There is a third option to crashing vs. not crashing: not letting the code compile if there is any chance it might crash. That is what this "buzz about null pointers" is about.

Oh, right. Yeah, that would be nice, but my company doesn't use languages with that feature, and we can't re-write our software, so we're stuck with Option types.

What magic compiler can certify my program will never abruptly stop, or worse do something unintended, because of hardware failure?

I detect a moving goalpost here, but if you're genuinely concerned that hardware might change the value of your bits then nothing else but lockstep execution will help. e.g. TI Hercules: http://www.ti.com/lsds/ti/microcontrollers-16-bit-32-bit/c20...

(Checking for NULL in your program won't save you from hardware failure either)

I hope I'm just being pedantic rather than moving goalposts, I'm all for better assurances.
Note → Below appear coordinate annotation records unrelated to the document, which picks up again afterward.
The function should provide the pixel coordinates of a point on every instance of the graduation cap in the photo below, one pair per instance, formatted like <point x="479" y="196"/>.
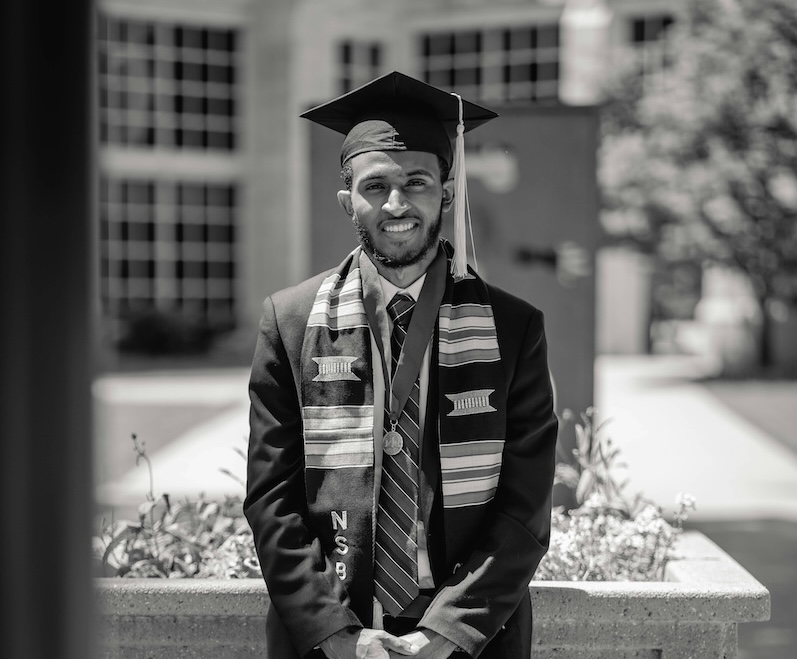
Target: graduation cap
<point x="397" y="113"/>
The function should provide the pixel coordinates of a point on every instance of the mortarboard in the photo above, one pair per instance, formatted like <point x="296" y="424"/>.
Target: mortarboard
<point x="397" y="113"/>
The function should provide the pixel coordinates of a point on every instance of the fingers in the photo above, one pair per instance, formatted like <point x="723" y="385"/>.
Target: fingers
<point x="399" y="645"/>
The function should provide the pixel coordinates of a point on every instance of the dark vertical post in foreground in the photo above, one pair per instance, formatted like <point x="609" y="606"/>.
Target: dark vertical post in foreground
<point x="45" y="329"/>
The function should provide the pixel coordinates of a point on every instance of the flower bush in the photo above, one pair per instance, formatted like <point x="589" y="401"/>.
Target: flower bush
<point x="608" y="536"/>
<point x="177" y="539"/>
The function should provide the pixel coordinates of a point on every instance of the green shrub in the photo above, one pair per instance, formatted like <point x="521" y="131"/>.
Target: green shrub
<point x="607" y="537"/>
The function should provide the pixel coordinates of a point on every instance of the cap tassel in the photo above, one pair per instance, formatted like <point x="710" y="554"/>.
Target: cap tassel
<point x="459" y="264"/>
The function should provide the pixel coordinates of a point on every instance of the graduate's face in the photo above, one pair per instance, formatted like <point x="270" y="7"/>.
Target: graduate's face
<point x="396" y="203"/>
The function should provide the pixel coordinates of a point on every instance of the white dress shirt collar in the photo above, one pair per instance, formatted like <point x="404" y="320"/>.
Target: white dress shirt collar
<point x="413" y="290"/>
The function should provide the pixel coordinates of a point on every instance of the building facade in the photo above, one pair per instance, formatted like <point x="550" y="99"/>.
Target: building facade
<point x="203" y="205"/>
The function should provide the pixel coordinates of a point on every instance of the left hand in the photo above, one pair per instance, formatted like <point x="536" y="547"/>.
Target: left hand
<point x="431" y="644"/>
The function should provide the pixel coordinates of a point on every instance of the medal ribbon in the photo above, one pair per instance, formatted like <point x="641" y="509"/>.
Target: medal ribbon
<point x="420" y="331"/>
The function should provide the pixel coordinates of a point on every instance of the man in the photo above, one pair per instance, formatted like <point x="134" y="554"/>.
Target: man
<point x="402" y="431"/>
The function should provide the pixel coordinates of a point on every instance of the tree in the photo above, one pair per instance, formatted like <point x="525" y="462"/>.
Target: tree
<point x="700" y="162"/>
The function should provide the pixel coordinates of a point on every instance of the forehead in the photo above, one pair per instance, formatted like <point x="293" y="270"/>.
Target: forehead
<point x="394" y="163"/>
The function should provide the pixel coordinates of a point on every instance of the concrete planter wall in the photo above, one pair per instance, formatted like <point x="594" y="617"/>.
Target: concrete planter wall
<point x="693" y="614"/>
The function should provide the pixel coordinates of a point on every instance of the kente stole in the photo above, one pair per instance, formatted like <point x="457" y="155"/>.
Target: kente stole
<point x="337" y="401"/>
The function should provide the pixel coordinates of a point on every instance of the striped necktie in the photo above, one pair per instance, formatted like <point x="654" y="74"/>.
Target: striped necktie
<point x="396" y="556"/>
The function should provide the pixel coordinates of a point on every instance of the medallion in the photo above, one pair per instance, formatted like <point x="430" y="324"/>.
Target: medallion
<point x="392" y="443"/>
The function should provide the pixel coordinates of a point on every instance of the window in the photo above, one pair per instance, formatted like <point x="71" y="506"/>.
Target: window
<point x="167" y="85"/>
<point x="359" y="63"/>
<point x="168" y="245"/>
<point x="510" y="65"/>
<point x="647" y="36"/>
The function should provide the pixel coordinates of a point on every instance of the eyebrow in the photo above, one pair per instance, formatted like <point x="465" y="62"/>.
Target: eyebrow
<point x="420" y="172"/>
<point x="379" y="175"/>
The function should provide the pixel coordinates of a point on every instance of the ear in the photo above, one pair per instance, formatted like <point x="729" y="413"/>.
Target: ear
<point x="448" y="194"/>
<point x="344" y="199"/>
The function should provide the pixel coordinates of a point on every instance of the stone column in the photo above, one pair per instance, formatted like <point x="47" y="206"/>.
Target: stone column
<point x="45" y="297"/>
<point x="585" y="51"/>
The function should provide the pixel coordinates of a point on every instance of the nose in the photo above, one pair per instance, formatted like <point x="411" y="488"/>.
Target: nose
<point x="395" y="203"/>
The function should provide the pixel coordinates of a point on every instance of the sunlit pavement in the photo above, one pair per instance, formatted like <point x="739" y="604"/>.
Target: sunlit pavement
<point x="677" y="431"/>
<point x="677" y="436"/>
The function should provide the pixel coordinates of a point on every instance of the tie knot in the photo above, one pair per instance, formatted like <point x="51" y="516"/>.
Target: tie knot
<point x="400" y="309"/>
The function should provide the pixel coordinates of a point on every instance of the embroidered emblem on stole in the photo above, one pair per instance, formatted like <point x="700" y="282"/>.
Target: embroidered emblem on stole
<point x="471" y="402"/>
<point x="334" y="369"/>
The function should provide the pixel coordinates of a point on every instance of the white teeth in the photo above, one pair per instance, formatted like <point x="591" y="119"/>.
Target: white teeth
<point x="395" y="228"/>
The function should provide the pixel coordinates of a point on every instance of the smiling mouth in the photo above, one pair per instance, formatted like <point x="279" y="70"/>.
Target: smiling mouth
<point x="399" y="227"/>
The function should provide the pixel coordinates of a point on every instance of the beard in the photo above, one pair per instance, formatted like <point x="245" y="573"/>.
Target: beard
<point x="410" y="257"/>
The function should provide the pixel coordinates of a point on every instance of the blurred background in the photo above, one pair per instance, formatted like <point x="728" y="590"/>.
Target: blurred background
<point x="640" y="187"/>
To me the only compiler "not letting the code compile if there is any chance it might crash" is either magical or never compiles a thing.

"not letting the code compile if there is any chance it might crash"; well, normally we assume correct operation for the hardware here in order to make that achievable, otherwise things could simply crash at any time. You're always vulnerable to single-event-upsets from cosmic rays or even alpha decay inside the chip packaging. Being pedantic about this in a discussion of compiler correctness is useless derailing.

"Rowhammer" over in https://news.ycombinator.com/item?id=15515044 is perhaps the most likely problem of hardware non-correctness to worry about.

When talking correctness (or security) I would think pedantry would be more welcome. I think you have a point on derailment if the comment I replied to had given a specific example that refused to compile anything with a chance of crashing, e.g. through guarantees of its type system, and then I come along asking about cosmic rays. But they didn't, they were vague, and I'm still left wondering of an example because even Haskell programs crash with a segfault or bus error sometimes. It's perfectly fine that it can't cover those cases but a compiler did sign off on a program with a chance of crashing, no cosmic rays involved, at best it only assures less likelihood of crashing compared to another compiler.